3 Be mindful of how you express your anger

You should consider how you go about expressing your anger. For instance, if you’re angry over something your child did, do you start getting over critical or do you just hold it inside till you finally explode in sheer rage? Do you aggressively try to dominate others around you? As a parent, it’s necessary for you to bear in mind that your child learns by imitation and when they get angry, your children are going to copy you.

At times you might get angry with your child because you misinterpret or misunderstand their needs or the situation. Although your child only wants to make you happy, they have short attention spans and their agendas aren’t the same as yours. 

For instance, when you dress him up to go out and then start getting ready yourself, he may go out in the garden and climb a tree.
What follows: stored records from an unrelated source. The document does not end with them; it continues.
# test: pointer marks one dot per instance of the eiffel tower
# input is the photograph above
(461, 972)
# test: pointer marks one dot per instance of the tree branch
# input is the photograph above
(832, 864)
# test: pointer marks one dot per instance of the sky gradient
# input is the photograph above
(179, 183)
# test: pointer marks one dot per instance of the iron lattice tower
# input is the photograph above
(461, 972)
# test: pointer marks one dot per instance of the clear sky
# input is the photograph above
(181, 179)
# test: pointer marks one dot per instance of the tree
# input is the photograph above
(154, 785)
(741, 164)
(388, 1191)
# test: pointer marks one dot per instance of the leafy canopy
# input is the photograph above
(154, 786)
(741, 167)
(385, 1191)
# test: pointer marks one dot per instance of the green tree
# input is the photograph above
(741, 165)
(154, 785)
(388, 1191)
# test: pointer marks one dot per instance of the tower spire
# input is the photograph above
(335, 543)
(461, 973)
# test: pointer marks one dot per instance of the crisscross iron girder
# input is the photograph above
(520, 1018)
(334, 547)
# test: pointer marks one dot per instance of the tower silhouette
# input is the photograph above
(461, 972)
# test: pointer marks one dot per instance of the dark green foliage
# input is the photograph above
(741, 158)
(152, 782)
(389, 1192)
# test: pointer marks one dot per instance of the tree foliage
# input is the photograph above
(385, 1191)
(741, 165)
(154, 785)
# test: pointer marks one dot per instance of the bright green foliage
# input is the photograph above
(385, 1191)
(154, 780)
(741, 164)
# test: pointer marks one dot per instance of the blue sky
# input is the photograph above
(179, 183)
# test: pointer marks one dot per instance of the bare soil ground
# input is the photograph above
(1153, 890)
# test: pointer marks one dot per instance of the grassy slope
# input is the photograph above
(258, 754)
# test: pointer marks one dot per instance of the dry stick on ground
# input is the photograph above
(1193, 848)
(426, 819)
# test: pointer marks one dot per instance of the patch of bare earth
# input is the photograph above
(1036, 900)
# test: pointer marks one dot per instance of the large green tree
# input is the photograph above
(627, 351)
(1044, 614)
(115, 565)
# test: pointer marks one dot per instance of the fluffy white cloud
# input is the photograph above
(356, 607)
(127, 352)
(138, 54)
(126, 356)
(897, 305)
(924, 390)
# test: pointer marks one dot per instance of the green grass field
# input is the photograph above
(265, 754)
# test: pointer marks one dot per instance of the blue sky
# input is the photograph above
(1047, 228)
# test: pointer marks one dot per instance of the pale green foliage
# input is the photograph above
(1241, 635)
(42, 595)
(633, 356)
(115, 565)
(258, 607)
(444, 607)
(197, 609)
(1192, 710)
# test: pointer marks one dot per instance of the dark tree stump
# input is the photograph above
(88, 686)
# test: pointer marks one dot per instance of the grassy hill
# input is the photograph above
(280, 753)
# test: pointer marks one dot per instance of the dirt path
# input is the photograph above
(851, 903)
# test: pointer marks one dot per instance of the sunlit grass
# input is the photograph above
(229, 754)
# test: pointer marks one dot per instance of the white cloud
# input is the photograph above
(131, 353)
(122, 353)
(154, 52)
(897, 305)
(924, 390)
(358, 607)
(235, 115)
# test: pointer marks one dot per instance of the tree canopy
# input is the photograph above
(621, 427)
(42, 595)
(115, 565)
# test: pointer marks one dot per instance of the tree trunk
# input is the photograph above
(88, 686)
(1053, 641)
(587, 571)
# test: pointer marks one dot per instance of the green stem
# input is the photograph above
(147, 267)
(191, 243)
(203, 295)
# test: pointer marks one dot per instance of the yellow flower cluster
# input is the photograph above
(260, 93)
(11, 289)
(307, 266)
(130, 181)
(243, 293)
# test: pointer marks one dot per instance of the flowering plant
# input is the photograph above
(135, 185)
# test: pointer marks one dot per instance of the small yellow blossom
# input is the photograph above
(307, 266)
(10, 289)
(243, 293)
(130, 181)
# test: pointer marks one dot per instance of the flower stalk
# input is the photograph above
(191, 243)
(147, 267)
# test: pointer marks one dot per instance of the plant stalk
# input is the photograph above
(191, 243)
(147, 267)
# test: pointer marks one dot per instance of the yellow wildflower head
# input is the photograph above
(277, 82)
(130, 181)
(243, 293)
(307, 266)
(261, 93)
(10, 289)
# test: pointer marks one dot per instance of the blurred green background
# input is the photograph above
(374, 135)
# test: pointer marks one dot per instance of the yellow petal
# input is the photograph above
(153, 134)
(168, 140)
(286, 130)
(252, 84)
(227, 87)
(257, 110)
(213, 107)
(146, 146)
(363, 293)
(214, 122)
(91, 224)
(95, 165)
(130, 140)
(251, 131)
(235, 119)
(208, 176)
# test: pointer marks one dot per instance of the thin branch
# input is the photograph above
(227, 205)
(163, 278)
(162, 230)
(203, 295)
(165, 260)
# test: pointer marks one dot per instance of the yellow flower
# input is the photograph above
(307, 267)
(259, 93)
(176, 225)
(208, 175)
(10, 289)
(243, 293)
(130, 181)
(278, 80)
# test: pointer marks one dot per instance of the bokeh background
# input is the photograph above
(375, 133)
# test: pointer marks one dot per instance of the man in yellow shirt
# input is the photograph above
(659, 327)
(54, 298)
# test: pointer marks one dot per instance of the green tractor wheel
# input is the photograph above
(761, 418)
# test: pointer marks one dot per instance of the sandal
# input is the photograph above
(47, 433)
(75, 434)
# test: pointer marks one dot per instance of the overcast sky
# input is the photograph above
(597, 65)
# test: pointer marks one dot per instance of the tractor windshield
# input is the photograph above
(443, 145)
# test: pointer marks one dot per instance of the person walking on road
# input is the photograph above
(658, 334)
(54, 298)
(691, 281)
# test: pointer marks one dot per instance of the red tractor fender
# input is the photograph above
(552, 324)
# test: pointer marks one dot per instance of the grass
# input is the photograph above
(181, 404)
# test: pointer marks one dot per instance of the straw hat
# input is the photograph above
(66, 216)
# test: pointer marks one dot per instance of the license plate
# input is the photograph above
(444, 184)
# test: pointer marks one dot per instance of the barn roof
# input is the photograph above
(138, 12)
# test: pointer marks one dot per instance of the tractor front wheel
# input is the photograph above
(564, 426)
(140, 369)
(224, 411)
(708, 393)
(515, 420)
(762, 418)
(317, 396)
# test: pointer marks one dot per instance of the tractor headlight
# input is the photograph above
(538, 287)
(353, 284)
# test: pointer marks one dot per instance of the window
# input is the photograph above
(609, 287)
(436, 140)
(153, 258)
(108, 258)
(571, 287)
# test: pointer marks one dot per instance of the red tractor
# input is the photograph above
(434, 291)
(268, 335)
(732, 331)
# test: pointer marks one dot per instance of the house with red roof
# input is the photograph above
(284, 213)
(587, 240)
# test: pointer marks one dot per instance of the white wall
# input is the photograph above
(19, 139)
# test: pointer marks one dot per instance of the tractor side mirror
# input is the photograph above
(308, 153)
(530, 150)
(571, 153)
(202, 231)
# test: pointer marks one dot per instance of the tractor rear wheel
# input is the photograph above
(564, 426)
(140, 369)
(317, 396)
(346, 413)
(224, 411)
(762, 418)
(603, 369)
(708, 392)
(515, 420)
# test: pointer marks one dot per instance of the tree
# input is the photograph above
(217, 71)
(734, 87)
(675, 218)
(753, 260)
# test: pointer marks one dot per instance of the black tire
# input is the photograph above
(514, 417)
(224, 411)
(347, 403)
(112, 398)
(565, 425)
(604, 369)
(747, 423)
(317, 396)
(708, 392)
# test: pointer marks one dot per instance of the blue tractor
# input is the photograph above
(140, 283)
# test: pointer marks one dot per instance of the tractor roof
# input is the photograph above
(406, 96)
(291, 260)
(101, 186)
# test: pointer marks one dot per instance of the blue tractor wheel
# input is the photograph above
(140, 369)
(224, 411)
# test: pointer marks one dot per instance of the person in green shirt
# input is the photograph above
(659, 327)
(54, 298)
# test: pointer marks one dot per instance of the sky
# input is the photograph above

When you find him dirty, you’ll be angry because you think he’s done it just to annoy you, although he did it because he got bored. He didn’t know his actions would anger you and he just wanted to pass the time as you got ready.

2 Using physical force is never right

Never use physical force on your child, and this includes spanking as well. A number of research studies have shown how spanking can have a negative affect children’s development – and it may last all through his life. For this reason alone you should refrain from getting physically abusive towards your child no matter how angry you are.

No matter what it takes, it’s necessary for you to control yourself when you’re angry. Leave the room if you have to, but don’t let yourself get physical with anyone, particularly your child. Just in case you lose it and hit your child, say sorry to him right away and tell him that what you did was wrong.

1 Threatening your kids isn’t going to help

You need to bear in mind that threats are only effective when you follow through on them. If that is not the case, empty threats will only undermine your authority and make it less likely that your kids will follow the rules in times to come.

Also, research suggests that the more calmly you speak, the calmer you will feel and the more calmly others will respond to you. For this reason, no matter how angry you are, it’s recommended you speak as calmly as possible. Along with that, don’t use swear words with your children, because these tend to make the listener more upset, which in turn escalates the situation.